Тот самый стиль, который вобрал в себя элементы барокко, эпохи Наполеона, позднего классицизма, а ещё ар-деко. Он воплощал невероятную роскошь, помпезность, а так же величие «несокрушимой» советской империи.
Огромный светло-серый фасад украшали накладные колонны в греческом стиле, барельефы и огромные фризы с карнизами. Изображения представляли собой символы, уничтоженного Мишкой Горбатым, СССР: серп, молот, пятиконечные звезды, фигуры прекрасно одетых колхозников и фабричных рабочих.
Внутреннее убранство подъезда оказалась под стать монументальности внешнего вида. Огромные люстры имели невероятно чопорный вид. Их изготовили из тёмно-коричневой бронзы и богато украсили висюльками из хрусталя. Полы покрыли лощёным гранитом. Колоны и стены облицевали полированным мрамором различных цветов. Тут и там мелькали мозаики и панно из керамики.
Роман ощутил себя так, словно попал на платформу метро, построенную в тридцатых годах, двадцатого века. Только объёмы тут оказались чуть меньше.

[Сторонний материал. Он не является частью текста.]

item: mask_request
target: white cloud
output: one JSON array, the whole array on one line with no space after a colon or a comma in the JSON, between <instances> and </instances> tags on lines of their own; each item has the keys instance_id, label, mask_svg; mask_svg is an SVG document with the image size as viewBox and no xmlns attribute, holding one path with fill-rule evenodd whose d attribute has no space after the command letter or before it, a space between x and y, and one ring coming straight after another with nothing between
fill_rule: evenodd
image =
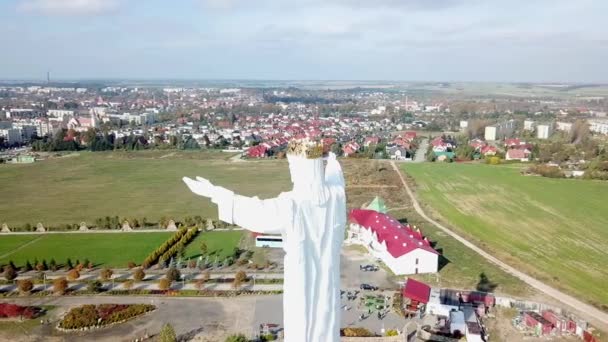
<instances>
[{"instance_id":1,"label":"white cloud","mask_svg":"<svg viewBox=\"0 0 608 342\"><path fill-rule=\"evenodd\" d=\"M114 11L118 0L22 0L18 10L47 15L94 15Z\"/></svg>"}]
</instances>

Да не было двух эскалаторов, идущих наверх.
Зато здесь имелся подъёмник с просторной кабиной, увешанной массой зеркал и большими панелями из лакированного натурального дерева. Не хватало лишь человека в ливрее и шапочке, который бы спрашивал у всех посетителей: – Какой вам этаж? – и нажимал на нужные кнопки вместо вельможных гостей.
Доехав до самого верха, лифт замер на месте и плавно открыл широкие двери. Один за другим друзья шагнули наружу. Они оказались во вместительном холле. Помещение было украшено в том же вычурном стиле, что и, поразивший Романа, входной вестибюль.
Сыщик глянул вокруг. Он вспомнил о том, как Пётр Петрович сказал, что брокер купил три большие квартиры на верхней площадке и соединил их в жилище гигантских размеров. Однако, дверей здесь ничуть не убавилось. Причём, все были сделаны из тёмного морёного дуба.
– «Скорее всего, одна для господ.» – подумал Роман: – «Пара других, для слуг и охранников, чтобы они не топтались в шикарной прихожей хозяина. Кстати сказать, насколько я знаю, здесь есть и чёрная лестница, выходящая не на главную улицу, а ведущая прямо во двор огромного здания».
Пётр Петрович устремился к двери, на которой висела табличка из ярко блестящего «золота». На ней темнела лаконичная надпись – Матвей Давыдович Лазарев. Ни слова брокер, ни маклер, на ней не имелось. Видно, эта профессия не совсем не прельщала сиятельных граждан Москвы.